Son zamanlarda kadınların mücadele sahnesinde daha fazla yerini almasıyla birlikte, toplumsal cinsiyet rollerini eleştiren reklamlar da yaygın hale geldi. Fakat bunlarda da kadın, kapitalistlerin kendilerinin ya da ürünlerinin reklamının bir nesnesi olarak kullanıldı. Örneğin bir araba reklamlarında “özgür” ve “güçlü” kadınlara “başarı” hikayeleri anlattırıldı. Kadınların hikayelerindeki “kahraman” ise Koç’un ürettiği bir araba oldu.

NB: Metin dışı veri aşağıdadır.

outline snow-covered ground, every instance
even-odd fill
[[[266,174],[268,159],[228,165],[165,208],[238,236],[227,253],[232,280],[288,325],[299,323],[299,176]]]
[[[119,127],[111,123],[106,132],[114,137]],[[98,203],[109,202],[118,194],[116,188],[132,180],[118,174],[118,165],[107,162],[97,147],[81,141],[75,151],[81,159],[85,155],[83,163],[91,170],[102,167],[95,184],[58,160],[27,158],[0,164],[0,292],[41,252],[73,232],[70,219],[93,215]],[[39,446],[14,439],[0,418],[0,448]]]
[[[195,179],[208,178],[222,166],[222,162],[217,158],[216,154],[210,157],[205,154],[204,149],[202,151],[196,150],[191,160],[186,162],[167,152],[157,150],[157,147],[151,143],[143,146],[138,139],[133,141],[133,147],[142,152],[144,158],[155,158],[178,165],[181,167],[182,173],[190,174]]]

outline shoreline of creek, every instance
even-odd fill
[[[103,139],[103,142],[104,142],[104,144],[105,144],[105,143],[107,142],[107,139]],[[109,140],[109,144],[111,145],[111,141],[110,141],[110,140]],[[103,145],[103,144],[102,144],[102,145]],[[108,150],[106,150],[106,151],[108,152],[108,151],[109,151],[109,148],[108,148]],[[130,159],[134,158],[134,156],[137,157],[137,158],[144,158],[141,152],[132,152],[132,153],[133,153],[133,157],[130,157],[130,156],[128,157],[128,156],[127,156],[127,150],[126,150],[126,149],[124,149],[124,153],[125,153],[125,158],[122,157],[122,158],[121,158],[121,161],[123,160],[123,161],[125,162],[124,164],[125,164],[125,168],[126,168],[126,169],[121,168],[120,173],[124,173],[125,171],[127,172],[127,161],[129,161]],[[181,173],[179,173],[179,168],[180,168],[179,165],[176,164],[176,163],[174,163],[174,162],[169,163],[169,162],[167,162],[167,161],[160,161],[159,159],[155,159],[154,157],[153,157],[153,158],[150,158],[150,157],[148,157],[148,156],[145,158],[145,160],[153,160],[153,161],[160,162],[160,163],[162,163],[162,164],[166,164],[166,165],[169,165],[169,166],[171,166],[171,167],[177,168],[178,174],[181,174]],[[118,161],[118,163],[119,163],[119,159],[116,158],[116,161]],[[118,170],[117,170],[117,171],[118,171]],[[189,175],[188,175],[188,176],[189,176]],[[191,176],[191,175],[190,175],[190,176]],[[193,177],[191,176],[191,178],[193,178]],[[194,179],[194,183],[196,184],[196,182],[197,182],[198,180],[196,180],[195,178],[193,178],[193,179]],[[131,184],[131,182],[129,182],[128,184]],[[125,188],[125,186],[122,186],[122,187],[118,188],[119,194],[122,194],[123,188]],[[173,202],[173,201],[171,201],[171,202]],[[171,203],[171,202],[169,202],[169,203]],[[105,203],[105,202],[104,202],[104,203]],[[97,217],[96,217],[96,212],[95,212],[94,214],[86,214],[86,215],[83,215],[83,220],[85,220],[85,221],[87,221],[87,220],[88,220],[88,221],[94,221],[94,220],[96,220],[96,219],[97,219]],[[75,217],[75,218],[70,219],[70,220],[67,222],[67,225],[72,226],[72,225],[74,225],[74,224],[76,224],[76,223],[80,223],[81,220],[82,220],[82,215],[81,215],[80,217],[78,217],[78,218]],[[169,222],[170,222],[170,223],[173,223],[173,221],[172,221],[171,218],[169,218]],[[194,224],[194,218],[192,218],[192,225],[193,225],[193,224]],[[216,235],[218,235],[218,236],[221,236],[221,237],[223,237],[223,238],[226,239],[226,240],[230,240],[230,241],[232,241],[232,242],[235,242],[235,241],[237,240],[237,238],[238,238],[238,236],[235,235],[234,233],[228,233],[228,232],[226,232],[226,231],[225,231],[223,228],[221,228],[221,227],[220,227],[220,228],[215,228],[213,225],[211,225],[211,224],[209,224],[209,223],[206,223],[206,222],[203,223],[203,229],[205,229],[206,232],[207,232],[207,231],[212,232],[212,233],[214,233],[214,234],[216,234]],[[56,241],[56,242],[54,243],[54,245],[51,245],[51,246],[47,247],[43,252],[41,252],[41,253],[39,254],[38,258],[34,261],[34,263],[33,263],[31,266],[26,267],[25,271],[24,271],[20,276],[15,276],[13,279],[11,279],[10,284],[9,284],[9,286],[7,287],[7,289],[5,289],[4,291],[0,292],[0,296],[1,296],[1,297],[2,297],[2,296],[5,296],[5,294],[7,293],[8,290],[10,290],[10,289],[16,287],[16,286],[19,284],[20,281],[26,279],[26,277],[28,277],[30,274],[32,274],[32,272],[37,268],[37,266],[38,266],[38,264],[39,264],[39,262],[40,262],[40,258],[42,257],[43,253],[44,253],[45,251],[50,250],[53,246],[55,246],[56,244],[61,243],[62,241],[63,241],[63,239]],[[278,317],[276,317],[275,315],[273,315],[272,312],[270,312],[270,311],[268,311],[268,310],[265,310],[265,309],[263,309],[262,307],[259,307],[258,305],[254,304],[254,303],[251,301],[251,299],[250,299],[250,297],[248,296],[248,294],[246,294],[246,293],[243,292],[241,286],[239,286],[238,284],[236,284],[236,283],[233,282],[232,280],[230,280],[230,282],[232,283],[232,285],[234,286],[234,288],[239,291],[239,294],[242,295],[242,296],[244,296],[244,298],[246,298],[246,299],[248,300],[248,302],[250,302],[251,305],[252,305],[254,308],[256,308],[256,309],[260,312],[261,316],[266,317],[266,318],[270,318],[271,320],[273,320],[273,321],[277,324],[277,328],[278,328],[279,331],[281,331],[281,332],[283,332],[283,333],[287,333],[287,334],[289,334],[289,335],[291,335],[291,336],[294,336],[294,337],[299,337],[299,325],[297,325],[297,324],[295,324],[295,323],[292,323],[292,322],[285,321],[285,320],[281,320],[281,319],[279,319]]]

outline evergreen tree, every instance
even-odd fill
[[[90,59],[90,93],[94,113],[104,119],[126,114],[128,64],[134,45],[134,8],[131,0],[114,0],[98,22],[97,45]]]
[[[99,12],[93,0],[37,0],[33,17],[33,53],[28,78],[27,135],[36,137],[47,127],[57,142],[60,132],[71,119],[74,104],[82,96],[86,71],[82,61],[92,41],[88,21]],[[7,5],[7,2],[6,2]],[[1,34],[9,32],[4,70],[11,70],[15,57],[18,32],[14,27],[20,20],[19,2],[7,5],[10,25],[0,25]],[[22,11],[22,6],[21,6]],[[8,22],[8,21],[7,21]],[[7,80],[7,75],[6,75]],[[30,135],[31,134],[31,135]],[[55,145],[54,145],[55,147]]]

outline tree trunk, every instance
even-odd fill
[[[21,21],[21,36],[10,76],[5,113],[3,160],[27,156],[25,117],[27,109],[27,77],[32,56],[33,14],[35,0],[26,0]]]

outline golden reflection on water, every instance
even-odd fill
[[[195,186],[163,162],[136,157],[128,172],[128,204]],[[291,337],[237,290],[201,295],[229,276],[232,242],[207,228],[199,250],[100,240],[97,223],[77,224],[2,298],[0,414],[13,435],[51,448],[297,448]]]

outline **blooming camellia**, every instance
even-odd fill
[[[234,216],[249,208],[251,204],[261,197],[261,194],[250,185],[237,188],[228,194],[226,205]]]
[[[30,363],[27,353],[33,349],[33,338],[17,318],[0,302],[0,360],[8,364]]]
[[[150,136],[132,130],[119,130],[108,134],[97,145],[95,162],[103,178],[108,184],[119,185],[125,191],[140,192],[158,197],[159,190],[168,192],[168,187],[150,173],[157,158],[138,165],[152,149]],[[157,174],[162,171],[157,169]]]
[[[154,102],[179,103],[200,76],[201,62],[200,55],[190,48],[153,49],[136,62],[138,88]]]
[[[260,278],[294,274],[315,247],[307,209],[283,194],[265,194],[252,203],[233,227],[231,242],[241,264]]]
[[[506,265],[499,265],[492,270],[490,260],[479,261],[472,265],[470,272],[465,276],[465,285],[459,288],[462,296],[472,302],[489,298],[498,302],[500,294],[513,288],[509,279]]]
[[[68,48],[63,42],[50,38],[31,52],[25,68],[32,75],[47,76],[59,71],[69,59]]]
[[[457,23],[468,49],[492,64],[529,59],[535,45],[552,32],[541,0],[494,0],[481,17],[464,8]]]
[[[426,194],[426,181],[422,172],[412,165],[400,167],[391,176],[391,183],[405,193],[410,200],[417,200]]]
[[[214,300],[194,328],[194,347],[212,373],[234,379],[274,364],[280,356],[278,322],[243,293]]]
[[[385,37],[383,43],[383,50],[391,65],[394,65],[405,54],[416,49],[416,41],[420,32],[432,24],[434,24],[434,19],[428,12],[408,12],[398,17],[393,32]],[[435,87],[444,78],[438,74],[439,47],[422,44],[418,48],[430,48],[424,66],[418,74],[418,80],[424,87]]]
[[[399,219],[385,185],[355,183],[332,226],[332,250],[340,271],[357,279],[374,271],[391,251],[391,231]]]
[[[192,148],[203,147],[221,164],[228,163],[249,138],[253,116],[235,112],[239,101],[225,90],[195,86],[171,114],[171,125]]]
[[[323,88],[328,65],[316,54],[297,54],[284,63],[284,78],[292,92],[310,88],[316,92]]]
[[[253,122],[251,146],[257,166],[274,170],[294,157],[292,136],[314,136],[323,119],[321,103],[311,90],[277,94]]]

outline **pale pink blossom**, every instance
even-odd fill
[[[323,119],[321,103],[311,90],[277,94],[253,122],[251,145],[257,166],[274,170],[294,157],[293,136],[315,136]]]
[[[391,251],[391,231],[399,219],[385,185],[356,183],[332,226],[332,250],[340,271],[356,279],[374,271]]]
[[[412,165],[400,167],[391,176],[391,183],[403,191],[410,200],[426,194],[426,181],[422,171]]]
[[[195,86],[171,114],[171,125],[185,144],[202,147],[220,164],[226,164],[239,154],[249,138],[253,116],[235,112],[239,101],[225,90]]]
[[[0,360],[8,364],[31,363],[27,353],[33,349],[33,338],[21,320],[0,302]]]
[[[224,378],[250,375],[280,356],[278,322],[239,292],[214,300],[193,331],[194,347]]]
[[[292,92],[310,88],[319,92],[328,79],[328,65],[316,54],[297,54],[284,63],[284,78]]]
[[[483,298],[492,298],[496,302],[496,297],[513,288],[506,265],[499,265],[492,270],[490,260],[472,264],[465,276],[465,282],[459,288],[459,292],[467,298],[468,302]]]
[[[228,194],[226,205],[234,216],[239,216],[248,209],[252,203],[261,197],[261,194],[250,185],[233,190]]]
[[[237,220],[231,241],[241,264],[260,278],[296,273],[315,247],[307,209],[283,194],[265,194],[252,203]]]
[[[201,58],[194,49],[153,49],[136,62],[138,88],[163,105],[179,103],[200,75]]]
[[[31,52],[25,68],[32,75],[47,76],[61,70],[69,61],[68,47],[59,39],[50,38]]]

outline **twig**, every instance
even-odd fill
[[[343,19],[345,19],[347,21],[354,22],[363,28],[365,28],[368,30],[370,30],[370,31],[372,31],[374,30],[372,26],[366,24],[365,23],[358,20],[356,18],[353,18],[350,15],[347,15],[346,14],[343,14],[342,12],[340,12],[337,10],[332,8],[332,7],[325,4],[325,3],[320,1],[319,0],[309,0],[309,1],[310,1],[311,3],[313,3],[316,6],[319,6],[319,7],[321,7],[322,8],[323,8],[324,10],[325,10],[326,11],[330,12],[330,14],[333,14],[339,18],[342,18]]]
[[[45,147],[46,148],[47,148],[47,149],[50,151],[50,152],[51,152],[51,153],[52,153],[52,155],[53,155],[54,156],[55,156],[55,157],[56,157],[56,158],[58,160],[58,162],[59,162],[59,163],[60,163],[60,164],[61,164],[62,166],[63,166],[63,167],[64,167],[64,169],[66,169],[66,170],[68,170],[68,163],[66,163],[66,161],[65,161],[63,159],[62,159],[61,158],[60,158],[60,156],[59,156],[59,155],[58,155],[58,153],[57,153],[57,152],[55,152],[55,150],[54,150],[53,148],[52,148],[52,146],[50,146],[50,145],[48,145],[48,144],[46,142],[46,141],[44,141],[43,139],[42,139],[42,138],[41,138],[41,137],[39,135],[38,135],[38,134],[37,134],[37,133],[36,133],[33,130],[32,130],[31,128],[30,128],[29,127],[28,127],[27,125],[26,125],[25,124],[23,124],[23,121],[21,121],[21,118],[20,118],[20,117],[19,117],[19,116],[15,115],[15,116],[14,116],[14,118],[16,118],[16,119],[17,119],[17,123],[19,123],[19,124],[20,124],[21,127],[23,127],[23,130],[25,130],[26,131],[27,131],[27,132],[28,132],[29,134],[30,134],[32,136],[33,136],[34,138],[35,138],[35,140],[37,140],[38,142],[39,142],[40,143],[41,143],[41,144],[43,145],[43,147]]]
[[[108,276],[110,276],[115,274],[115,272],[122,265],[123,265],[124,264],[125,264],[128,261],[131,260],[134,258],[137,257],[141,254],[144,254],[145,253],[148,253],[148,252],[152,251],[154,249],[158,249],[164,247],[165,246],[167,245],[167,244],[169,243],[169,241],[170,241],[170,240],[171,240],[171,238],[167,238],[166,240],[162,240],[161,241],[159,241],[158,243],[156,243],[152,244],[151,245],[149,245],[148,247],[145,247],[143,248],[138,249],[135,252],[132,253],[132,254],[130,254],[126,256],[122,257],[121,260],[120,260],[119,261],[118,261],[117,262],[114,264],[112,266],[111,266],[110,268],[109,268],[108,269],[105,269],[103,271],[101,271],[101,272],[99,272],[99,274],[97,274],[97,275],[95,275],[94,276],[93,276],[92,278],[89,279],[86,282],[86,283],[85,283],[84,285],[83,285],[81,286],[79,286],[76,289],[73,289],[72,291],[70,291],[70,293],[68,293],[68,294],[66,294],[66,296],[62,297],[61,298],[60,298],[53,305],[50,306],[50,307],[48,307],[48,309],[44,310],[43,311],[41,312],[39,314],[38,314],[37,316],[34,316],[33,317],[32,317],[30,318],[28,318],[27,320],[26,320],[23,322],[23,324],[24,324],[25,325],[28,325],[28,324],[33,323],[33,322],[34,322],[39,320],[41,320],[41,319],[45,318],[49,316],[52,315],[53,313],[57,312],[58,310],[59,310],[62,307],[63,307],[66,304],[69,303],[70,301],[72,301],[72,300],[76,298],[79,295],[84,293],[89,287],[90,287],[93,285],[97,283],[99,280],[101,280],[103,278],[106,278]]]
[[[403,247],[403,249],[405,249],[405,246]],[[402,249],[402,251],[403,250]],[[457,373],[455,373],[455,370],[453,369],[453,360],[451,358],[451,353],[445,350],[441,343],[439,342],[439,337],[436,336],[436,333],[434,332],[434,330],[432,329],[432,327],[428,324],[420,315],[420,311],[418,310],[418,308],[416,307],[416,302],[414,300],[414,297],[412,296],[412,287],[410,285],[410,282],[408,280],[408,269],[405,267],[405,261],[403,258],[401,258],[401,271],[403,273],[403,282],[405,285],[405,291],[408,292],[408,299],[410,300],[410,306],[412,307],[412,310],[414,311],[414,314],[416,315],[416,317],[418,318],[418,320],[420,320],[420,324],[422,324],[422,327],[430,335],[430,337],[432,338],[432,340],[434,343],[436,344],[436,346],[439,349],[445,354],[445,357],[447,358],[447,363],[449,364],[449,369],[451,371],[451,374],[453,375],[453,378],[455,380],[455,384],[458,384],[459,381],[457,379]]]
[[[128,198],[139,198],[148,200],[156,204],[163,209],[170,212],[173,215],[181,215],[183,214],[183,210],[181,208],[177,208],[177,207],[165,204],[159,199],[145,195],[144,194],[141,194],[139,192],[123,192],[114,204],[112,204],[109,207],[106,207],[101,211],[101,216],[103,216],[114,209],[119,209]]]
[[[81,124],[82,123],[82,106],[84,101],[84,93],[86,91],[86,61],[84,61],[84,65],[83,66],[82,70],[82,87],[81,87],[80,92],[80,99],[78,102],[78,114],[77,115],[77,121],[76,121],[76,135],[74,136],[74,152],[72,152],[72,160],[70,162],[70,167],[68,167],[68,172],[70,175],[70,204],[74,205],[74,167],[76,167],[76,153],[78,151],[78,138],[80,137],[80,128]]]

Güçlü “insan”, örgütlü toplumla mümkündür
Her 8 Mart’ta burjuva dünyadan yansıyan reklamlarda “güçlü kadın”, “en iyi kadınlar yapar”, “kadının gücü masal değil”, “hayatı kolaylaştıran kadınlar”, vb. söylemler eksik olmuyor. Bu reklamları kullanan şirketler ise işçilerin sömürüsü üzerinden servetlerini büyütüyor. Çok “değer verdikleri” kadın işçilerin emek güçlerini yok pahasına satın alıp, onları sömürüp paha biçilmez servetler elde ediyorlar. Kadın işçilere ve toplamda işçilere düşen ise düşük ücretler, uzun çalışma süreleri, ödenmeyen mesailer, sendikasız ve güvencesiz çalışma koşulları oluyor.
Evet, kadınlar yaşamın her alanında varlar, özgür ve eşit oldukları koşulda her şeyi yapabilirler. Ancak bu örgütlü olmakla ve kadını ikincil gören, ezen, sömüren, horlayan ve nesneleştiren sisteme karşı kadın-erkek omuz omuza verilecek mücadele ile mümkün olabilir.